Except we never did.
At that moment, our CEO decided we simply wouldn’t enter the market for children 13 and under. This decision was particularly ironic because I’ve never encountered a digital product that would have been safer for children than the one we were offering. Privacy and security were the differentiating hallmarks of our product. Nonetheless, the costliness of compliance foreclosed our entry. Regrouping, the CEO announced we “might” service that market segment later when we were bigger and had more resources.

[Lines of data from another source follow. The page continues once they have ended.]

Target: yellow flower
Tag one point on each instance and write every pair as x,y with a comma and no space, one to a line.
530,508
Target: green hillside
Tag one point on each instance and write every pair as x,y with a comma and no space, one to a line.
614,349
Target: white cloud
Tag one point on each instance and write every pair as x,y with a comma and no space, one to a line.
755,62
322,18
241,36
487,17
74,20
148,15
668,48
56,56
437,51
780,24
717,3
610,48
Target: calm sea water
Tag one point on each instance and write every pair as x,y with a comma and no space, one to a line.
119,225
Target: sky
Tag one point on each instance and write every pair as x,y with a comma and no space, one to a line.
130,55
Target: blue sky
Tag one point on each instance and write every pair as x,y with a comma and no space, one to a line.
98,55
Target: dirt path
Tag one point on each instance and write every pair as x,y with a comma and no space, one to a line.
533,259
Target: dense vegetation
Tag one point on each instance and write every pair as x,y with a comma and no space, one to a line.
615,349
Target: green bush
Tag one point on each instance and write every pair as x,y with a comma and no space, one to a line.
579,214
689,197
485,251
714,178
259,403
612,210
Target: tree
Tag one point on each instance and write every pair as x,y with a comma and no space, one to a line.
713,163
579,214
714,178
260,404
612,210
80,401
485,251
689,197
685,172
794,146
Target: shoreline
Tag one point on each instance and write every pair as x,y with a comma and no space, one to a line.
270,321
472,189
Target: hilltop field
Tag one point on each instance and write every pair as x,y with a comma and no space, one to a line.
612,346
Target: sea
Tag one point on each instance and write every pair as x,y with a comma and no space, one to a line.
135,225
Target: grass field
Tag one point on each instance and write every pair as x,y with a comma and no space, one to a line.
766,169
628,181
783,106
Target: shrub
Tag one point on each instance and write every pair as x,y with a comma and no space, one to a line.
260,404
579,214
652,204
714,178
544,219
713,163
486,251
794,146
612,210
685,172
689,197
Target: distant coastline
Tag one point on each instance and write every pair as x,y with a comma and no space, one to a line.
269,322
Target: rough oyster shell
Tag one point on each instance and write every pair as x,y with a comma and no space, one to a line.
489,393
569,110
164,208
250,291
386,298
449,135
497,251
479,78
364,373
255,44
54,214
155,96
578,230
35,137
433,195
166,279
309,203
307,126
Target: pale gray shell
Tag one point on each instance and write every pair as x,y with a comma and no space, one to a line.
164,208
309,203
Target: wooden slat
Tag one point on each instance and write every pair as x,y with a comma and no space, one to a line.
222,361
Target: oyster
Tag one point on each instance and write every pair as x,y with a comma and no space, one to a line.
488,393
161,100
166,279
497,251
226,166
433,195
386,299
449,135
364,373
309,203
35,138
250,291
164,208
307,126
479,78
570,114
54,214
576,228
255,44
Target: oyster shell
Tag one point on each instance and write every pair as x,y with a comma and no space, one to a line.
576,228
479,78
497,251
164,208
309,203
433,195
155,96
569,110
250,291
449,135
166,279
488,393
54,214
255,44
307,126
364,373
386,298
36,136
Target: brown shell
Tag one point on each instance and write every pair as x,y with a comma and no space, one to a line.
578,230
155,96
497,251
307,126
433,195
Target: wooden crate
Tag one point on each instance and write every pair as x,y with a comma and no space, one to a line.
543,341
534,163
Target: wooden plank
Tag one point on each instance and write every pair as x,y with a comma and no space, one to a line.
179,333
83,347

My toil of six months was flushed away in an instant. The hard work of a dozen developers was likewise in vain. And it would be easy to focus on that “wasted” labor, but mistakes—errors—happen in markets and in life all the time. They’re unavoidable. No, here, the true cost was that the so-called Tech Giants lived to see another day, as an impudent upstart with aims of nipping at their heels was kicked to the curb by government’s visible hand foot.
How long did it take (say) Facebook to become compliant with the new COPPA regulations? If I had to guess, I’d say two hours. Within seconds of Congress passing the amendments, Facebook leadership was undoubtedly abreast of these developments. Facebook’s large internal legal team quickly conferenced with a few of their world-class engineers, who summarily made the necessary changes.
Even before the malaise generated by the cocktail of COVID, COVID policy, and money-printing, it was well-acknowledged that the U.S. economy had grown increasingly sclerotic. While a blip in the grand scheme of things, it’s a trend that invites more and urgent research, as a consensus on its causes does not seem to be forthcoming. Research must reveal what share of the U.S. economy’s decreasing dynamism is due to a proliferation of indirect grants of special privilege.
What I know, though, without any sophisticated econometrics, is that my own encounter with indirect grants of special privilege is not one I wish to repeat any time soon—or ever.